I am afraid this is going to be rather disjointed. I hope it will still have some value.
A few weeks ago we were teaching about the sacrament, and there was a question about how taking the sacrament without repenting could bring condemnation to your soul. I said that we are all in the process of being weak and trying to be better and not succeeding as well as we like, and we take the sacrament like that (though hopefully thinking about that and repenting as you take it). I then used the example that if you pretended to be good at home and at church, but were dealing drugs at school, taking the sacrament that way would be a problem.
Shortly after, I went back to that example in class and told them it wasn't a good one, but I used it because we don't like to mention drinking or sex to young people lest we give them ideas (which is only partially a joke). I also said that wasn't their biggest risk.
I told them that if they were with some friends and got pressured to drink or have sex and they did, they would know it was wrong right away, and then they would need to talk to their bishop before taking the sacrament, and also it would be a hard process so they are better off remembering that before they do it.
However, what would be easier to have happen (and I have heard through the grapevine does happen) is for them to just be kind of cold-hearted and mean. If they were snobby with the younger girls (our class has mainly young women, and our one young men wasn't their that day), or critical of the clothing of the poorer girls, or went along with the more popular girls in doing that, that would harden their hearts and could be easy to miss. It's happening in church; how bad could it be?
One of the eye-opening things on my mission was that people can know that something is wrong and still choose it, or know that something is right and not do it. Yes, there were plenty of examples before, but I had never been going around asking people to choose.
Sometimes it felt like the primary issue was that there was no sense of urgency, and I remember discussing that with my companion and wondering if it would get better. She predicted that the differences would become more obvious. That sounded logical and helpful, but now we are at a point where small children are taken from their parents, drugged, and thrown in cages, and even as the church reminds us about caring for refugees - which these people fleeing to the border are - there are members who applaud it. If that isn't obviously wrong enough, I am not sure there can be such a thing.
And, for anyone who is applauding it, that sounds like I am writing from a liberal point of view and can be easily dismissed. I assure you that the church leadership is more conservative than liberal, and yet, it becomes easy to dismiss them too. One blogger discounted an announcement because it came from the press department instead of being a member of the First Presidency speaking.
It is easy to get hardened - and I say that as someone who gets mad at conference talks pretty frequently, but then I still study them and find the good in them, and I try and do my best. Many people who got mad at the same things don't come to church anymore. That's not good either.

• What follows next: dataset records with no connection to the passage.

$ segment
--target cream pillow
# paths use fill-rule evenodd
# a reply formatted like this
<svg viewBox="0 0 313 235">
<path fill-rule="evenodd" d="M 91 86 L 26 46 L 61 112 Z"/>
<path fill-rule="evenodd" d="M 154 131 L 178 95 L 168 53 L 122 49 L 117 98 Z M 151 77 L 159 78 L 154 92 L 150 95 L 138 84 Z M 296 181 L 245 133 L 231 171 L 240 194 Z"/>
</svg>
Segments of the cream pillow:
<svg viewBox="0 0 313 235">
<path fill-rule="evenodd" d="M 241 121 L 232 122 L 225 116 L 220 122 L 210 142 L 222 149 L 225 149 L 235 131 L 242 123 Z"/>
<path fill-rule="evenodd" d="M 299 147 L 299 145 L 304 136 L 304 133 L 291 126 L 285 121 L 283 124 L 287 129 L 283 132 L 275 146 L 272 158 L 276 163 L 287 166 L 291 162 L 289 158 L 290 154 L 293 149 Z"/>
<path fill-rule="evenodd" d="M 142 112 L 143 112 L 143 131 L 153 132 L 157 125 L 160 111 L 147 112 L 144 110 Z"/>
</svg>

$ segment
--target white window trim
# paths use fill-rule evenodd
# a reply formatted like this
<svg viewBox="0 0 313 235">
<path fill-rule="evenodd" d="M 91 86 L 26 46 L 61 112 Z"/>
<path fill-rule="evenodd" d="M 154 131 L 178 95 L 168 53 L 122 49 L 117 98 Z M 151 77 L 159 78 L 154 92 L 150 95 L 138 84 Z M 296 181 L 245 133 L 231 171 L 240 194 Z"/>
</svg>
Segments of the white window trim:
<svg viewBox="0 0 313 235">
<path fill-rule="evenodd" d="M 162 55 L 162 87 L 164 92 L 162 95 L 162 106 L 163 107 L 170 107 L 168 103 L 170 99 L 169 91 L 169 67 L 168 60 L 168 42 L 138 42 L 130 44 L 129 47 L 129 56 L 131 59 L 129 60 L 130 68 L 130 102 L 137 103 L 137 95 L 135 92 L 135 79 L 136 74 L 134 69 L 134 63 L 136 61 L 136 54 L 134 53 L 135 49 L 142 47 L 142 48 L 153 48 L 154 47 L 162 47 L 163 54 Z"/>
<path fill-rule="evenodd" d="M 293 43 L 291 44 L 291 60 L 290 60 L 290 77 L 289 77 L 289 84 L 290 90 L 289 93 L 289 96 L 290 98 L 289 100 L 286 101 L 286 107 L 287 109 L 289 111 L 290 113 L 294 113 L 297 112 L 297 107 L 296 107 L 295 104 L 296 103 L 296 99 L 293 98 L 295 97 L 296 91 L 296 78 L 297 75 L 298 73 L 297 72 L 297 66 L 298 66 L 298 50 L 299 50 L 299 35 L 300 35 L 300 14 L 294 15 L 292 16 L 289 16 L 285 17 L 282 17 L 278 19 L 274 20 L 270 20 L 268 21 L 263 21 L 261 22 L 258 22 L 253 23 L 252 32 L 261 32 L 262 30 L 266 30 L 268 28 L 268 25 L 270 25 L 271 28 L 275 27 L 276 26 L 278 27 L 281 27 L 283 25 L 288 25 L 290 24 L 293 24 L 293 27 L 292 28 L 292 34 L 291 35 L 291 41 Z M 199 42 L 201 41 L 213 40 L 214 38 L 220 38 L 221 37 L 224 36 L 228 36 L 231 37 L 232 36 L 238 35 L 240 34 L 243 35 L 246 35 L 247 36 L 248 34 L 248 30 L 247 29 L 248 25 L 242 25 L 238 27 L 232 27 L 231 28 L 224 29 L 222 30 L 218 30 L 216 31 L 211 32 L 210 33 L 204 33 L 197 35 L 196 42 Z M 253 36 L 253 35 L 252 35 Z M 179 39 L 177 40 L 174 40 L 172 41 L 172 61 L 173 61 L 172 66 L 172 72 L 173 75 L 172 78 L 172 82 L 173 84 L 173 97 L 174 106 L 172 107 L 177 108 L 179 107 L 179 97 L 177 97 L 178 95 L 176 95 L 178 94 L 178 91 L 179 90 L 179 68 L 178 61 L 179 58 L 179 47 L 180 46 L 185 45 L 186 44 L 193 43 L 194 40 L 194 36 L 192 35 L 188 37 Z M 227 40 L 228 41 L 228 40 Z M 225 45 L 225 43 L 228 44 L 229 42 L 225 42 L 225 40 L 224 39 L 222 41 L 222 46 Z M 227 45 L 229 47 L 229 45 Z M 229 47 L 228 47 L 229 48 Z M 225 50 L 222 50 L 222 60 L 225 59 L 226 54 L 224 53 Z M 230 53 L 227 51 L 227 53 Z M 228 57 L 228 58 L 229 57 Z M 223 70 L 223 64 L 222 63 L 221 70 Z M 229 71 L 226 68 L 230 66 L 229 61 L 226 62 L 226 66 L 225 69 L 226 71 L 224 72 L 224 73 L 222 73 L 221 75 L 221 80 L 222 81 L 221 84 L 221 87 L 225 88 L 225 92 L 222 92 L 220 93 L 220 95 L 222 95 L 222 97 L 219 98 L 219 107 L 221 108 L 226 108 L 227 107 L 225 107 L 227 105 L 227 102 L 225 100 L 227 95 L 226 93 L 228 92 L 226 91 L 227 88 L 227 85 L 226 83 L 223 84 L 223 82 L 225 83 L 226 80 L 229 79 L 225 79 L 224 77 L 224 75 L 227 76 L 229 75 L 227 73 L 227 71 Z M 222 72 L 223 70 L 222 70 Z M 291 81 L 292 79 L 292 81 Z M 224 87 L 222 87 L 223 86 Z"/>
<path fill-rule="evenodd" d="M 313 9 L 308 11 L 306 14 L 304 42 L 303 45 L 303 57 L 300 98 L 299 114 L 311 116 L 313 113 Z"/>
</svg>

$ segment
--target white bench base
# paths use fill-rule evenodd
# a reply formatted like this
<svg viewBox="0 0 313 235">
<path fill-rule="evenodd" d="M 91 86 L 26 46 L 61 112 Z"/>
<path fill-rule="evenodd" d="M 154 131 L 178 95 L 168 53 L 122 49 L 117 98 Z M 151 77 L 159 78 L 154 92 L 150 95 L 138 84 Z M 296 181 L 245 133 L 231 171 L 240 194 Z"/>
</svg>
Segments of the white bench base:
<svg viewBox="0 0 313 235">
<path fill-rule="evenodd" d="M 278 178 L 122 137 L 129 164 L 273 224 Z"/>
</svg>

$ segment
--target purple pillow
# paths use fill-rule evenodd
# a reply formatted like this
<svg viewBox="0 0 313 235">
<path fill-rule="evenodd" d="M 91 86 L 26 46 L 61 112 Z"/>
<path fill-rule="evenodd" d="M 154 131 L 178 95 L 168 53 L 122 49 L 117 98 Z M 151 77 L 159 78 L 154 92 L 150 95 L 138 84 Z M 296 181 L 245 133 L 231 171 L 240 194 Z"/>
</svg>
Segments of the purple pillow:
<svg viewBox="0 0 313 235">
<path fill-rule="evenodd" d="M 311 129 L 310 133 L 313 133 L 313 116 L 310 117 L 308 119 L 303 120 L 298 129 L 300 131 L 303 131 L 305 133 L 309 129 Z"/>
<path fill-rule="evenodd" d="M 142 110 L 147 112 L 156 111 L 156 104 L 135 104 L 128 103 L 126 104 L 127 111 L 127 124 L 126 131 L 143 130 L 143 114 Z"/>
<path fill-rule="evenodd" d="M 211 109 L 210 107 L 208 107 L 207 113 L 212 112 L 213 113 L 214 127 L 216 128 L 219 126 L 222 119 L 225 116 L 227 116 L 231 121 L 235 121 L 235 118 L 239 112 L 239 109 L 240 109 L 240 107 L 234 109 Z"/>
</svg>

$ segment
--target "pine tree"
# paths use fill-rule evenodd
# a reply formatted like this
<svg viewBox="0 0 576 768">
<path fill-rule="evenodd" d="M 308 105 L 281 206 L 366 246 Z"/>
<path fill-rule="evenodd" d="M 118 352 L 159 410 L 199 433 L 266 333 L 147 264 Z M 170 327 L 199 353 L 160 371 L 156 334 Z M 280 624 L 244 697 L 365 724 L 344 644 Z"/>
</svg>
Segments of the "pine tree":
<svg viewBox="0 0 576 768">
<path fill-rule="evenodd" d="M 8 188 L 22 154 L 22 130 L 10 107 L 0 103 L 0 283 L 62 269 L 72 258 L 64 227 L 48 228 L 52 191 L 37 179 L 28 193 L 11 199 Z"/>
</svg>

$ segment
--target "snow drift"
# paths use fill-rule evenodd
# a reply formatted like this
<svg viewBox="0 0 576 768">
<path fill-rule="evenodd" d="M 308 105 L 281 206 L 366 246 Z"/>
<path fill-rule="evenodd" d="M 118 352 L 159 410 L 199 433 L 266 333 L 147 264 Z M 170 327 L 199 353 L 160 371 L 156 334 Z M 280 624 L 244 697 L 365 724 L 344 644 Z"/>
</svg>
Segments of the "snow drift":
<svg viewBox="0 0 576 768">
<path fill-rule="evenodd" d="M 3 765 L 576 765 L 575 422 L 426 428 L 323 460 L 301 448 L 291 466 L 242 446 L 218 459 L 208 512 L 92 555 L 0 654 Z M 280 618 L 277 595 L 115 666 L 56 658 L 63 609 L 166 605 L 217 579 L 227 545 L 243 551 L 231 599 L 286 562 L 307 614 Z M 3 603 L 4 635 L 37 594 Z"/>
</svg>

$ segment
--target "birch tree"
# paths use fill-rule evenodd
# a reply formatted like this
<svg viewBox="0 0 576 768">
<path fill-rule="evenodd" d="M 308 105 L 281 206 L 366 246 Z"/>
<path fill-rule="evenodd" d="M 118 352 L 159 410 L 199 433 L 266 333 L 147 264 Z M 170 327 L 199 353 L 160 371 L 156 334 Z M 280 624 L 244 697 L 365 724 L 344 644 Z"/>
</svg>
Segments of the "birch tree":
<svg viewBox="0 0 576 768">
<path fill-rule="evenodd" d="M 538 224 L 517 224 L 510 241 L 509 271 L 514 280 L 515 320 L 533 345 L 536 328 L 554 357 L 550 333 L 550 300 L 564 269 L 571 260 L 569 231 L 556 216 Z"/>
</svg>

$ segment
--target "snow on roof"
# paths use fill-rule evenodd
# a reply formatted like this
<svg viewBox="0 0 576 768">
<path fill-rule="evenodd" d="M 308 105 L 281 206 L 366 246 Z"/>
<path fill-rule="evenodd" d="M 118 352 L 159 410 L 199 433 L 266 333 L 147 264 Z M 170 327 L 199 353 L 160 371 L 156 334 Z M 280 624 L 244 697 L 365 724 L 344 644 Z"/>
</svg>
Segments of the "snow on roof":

The only advice I can give you is to love and think.
Love people. Think about their needs. Last week when I said to think about your neighbors and if they would have difficulty evacuating? It will be hard to know that if you don't know them. The majority of them will probably not share your religious beliefs; fantastic! You need to see the good and the value in people who don't believe in you. And you need human warmth, which has some limitations on how well it can transfer through a screen.
Think about things. Don't echo the phrases you hear on the radio. If they keep repeating the same talking point, question why. Does it benefit someone they like? Does it hurt someone they don't like? and find your own ways of phrasing it, because if you find that you can't maybe there is an inherent logical fallacy in the thinking. I could give some examples, but I'm not doing that here.
Also - and this combines the loving and the thinking - cultivate your ear for the Spirit. If you are full of anger and pride and resentment, it will be hard to hear the promptings that you need. If you shut out common sense by an insistence on adhering to someone else's talking points, you can shut out realizations that way too.
It is great to have an emergency plan and kits and storage, but the most valuable means of preparedness is being open to inspiration and warnings. Don't throw that away. If you are afraid you might have, do whatever you need to do to get that back.